Cultivate critical thinking among learners to enhance learning

Students at a book fair recently. Students learn from each other during their meetings and activities. (File)

One of the most difficult aspects of teaching is ensuring that your students are actually evaluating the information, rather than just regurgitating it back to you. Little wonder, most students can barely remember salient aspects of the content they have studied in recent past, much less apply the knowledge.

One of the ways to cultivate a rich learning culture is to develop critical thinking- a gift that will keep giving. As a matter of fact, the earlier students cultivate critical thinking, the more skilled they will be at producing sophisticated, thoughtful analyses of the challenges they face. That being said, what is critical thinking and how can we help learners to develop it?

Describing critical thinking as merely thinking clearly or rationally is an oversimplification. It’s about thinking independently- formulating your own opinions and drawing your own conclusions. This should happen regardless of outside influence. It’s about the discipline of analysis, and seeing the connections between ideas.

The best part is that teaching this skill doesn’t require hours of lesson planning. You don’t need special equipment or guest speakers. All you need are curious and open minds, along with a few strategies.

Instead of simply throwing the topic to the students, you might want to consider using guided discovery. This is the simplest foray into critical thinking. This can be done by developing essential questions that inspire a quest for knowledge and problem-solving. When you pose your question to students, encourage brainstorming. Have both small groups and big open discussions where students can dissect and discuss questions.

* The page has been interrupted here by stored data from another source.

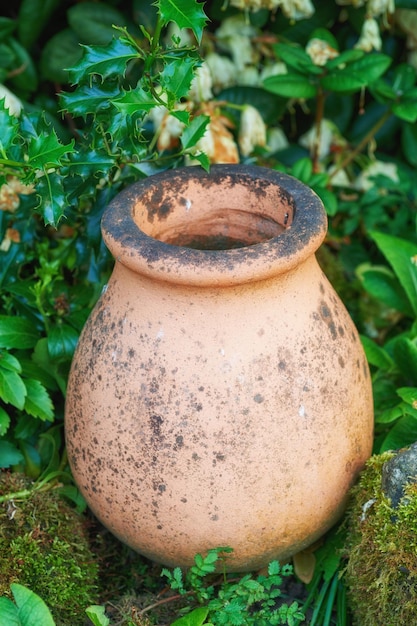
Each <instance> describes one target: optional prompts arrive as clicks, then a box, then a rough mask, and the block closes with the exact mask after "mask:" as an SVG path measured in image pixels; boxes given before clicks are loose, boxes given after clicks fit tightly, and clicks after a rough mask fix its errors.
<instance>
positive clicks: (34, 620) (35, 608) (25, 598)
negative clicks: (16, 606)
mask: <svg viewBox="0 0 417 626" xmlns="http://www.w3.org/2000/svg"><path fill="white" fill-rule="evenodd" d="M10 589H11V590H12V593H13V597H14V599H15V602H16V605H17V608H18V615H19V620H20V622H19V624H20V626H55V622H54V619H53V617H52V615H51V612H50V610H49V609H48V607H47V606H46V604H45V602H44V601H43V600H42V598H40V597H39V596H38V595H37V594H36V593H34V592H33V591H31V590H30V589H28V588H27V587H24V586H23V585H20V584H18V583H12V584H11V585H10Z"/></svg>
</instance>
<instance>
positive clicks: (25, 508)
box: [0, 473, 98, 626]
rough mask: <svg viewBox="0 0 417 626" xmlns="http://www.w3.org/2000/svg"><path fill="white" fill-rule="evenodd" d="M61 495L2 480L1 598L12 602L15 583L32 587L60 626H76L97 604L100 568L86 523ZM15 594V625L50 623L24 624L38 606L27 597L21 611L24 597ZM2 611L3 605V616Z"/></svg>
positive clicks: (9, 480) (33, 623) (4, 603)
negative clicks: (87, 612) (70, 625)
mask: <svg viewBox="0 0 417 626" xmlns="http://www.w3.org/2000/svg"><path fill="white" fill-rule="evenodd" d="M59 491H60V490H59V489H58V490H56V489H39V488H38V489H37V488H36V485H34V484H33V483H32V482H31V481H30V480H29V479H27V478H26V477H23V475H20V474H17V473H15V474H6V473H3V474H2V475H1V481H0V497H1V499H2V501H3V502H4V503H5V505H4V506H3V507H2V509H1V510H2V512H1V515H0V595H3V596H8V595H9V593H10V585H11V584H12V583H18V584H19V585H23V586H24V587H28V588H29V589H30V590H31V591H33V592H34V593H36V594H38V595H39V596H40V597H41V598H42V600H44V602H45V603H46V604H47V605H48V606H49V608H50V610H51V613H52V615H53V617H54V619H55V621H56V623H57V626H70V625H71V626H73V625H74V624H76V623H80V620H81V619H82V616H83V615H84V610H85V607H86V606H88V605H89V604H91V603H92V602H94V601H97V586H98V581H97V575H98V567H97V563H96V560H95V558H94V555H93V553H92V552H91V550H90V547H89V542H88V536H87V533H86V529H85V524H84V520H83V518H82V517H81V516H80V514H79V513H77V512H76V511H75V510H74V509H73V508H72V507H70V506H69V505H68V504H66V503H65V501H64V500H63V498H62V496H61V495H60V493H59ZM5 498H7V499H5ZM12 592H13V594H14V595H15V600H16V605H17V607H18V611H19V612H18V613H16V615H18V617H19V619H20V620H21V621H20V622H16V624H22V626H23V625H25V626H35V624H39V626H40V624H42V626H46V624H47V623H49V622H47V619H46V618H45V622H41V621H38V622H35V621H33V622H29V621H25V619H28V618H29V617H25V616H24V615H25V614H24V613H23V611H24V610H26V609H27V608H29V607H30V606H32V604H33V605H35V600H36V598H33V597H32V596H30V595H29V594H28V604H27V605H26V603H23V607H20V604H21V602H20V600H21V596H19V598H18V597H17V596H16V593H15V589H14V588H13V586H12ZM2 602H3V606H4V605H5V604H8V607H9V609H10V610H12V609H11V605H10V601H9V603H7V602H6V598H2ZM36 602H38V600H36ZM39 606H40V607H41V608H40V609H39V611H44V610H45V609H44V608H42V607H43V604H42V603H39ZM1 609H2V605H0V616H1ZM13 610H14V609H13ZM45 615H46V612H45ZM30 617H34V615H31V616H30ZM0 623H2V622H1V618H0ZM10 623H13V622H10ZM51 623H52V622H51Z"/></svg>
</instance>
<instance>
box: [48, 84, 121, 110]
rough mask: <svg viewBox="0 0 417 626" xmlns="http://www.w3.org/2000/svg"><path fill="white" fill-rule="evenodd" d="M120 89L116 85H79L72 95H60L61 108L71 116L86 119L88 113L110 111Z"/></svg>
mask: <svg viewBox="0 0 417 626" xmlns="http://www.w3.org/2000/svg"><path fill="white" fill-rule="evenodd" d="M120 93H121V89H120V87H119V85H118V84H117V83H110V84H108V83H106V84H105V85H99V84H97V83H93V84H92V85H81V86H80V87H78V88H77V89H76V90H75V91H74V92H73V93H64V92H63V93H61V94H60V102H61V105H62V108H63V109H64V110H65V111H68V112H69V113H72V114H73V115H79V116H80V117H84V118H85V117H86V116H87V115H89V114H90V113H93V114H97V113H98V112H101V111H104V110H106V109H110V107H111V106H112V103H113V101H114V99H115V98H117V97H119V96H120Z"/></svg>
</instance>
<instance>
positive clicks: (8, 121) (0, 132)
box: [0, 98, 19, 151]
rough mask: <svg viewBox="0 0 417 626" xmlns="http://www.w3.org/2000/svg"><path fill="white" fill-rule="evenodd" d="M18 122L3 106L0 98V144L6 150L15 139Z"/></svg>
mask: <svg viewBox="0 0 417 626" xmlns="http://www.w3.org/2000/svg"><path fill="white" fill-rule="evenodd" d="M18 128H19V122H18V120H17V118H16V117H15V116H14V115H11V114H10V113H9V109H6V107H5V101H4V98H3V99H0V146H2V148H3V150H4V151H6V150H7V149H8V148H9V147H10V146H11V145H12V143H13V140H14V139H16V136H17V132H18Z"/></svg>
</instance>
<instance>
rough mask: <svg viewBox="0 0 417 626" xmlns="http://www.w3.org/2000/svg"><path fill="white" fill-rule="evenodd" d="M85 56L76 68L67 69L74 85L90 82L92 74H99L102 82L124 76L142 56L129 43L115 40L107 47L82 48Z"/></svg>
mask: <svg viewBox="0 0 417 626" xmlns="http://www.w3.org/2000/svg"><path fill="white" fill-rule="evenodd" d="M82 48H83V49H84V54H83V56H82V58H81V60H80V61H79V62H78V63H77V65H76V66H75V67H70V68H67V71H68V73H69V75H70V78H71V80H72V81H73V83H80V82H82V81H83V80H84V81H89V80H90V76H91V74H98V75H99V76H101V78H102V80H104V79H105V78H108V77H109V76H113V75H117V76H124V75H125V72H126V66H127V64H128V63H129V61H131V60H132V59H139V58H140V54H139V52H138V50H137V48H135V47H134V46H133V45H132V44H131V43H130V42H129V41H126V40H125V39H123V38H119V39H113V40H112V41H111V43H110V44H109V45H107V46H99V47H96V46H82Z"/></svg>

Second to this is creating a foundation. Students cannot think critically if they do not have the information they need. Begin any critical thinking exercise with a review of related information. This ensures they can recall facts pertinent to the topic. These may stem from things like: reading assignments and other homework, previous lessons or critical thinking exercises, a video or a text.

In addition, a great part of critical thinking is having information fluency, which involves knowing when to pursue and when to discard information. Students must learn to amass the appropriate knowledge to inform that thinking. Mastering the proper use of information is crucial to our students’ success in school and in life. It’s about learning how to dig through knowledge in order to find the most useful and appropriate facts for solving a problem.

You may also need to utilize peer groups. There always seems to be a comfort in numbers. Digital kids thrive on environments where critical thinking skills develop through teamwork and collaboration. Show kids their peers are an excellent source of information, questions, and problem-solving techniques.

Another thing you can try out is encouraging learners to sketch what they have learnt in plain diagrams or using info graphics. We are inherently visual learners. While it can be challenging to effectively communicate an idea without words, translating thoughts to picture form will encourage learners to think using a different mental skill set. It’s a great way for them to become truly invested in an idea.

There are many other ways to foster critical thinking among our learners, but these are the ones that have made the biggest impact for me. Critical thinking is a key skill that our students need to have in order to become life-long learners and self-advocates for themselves.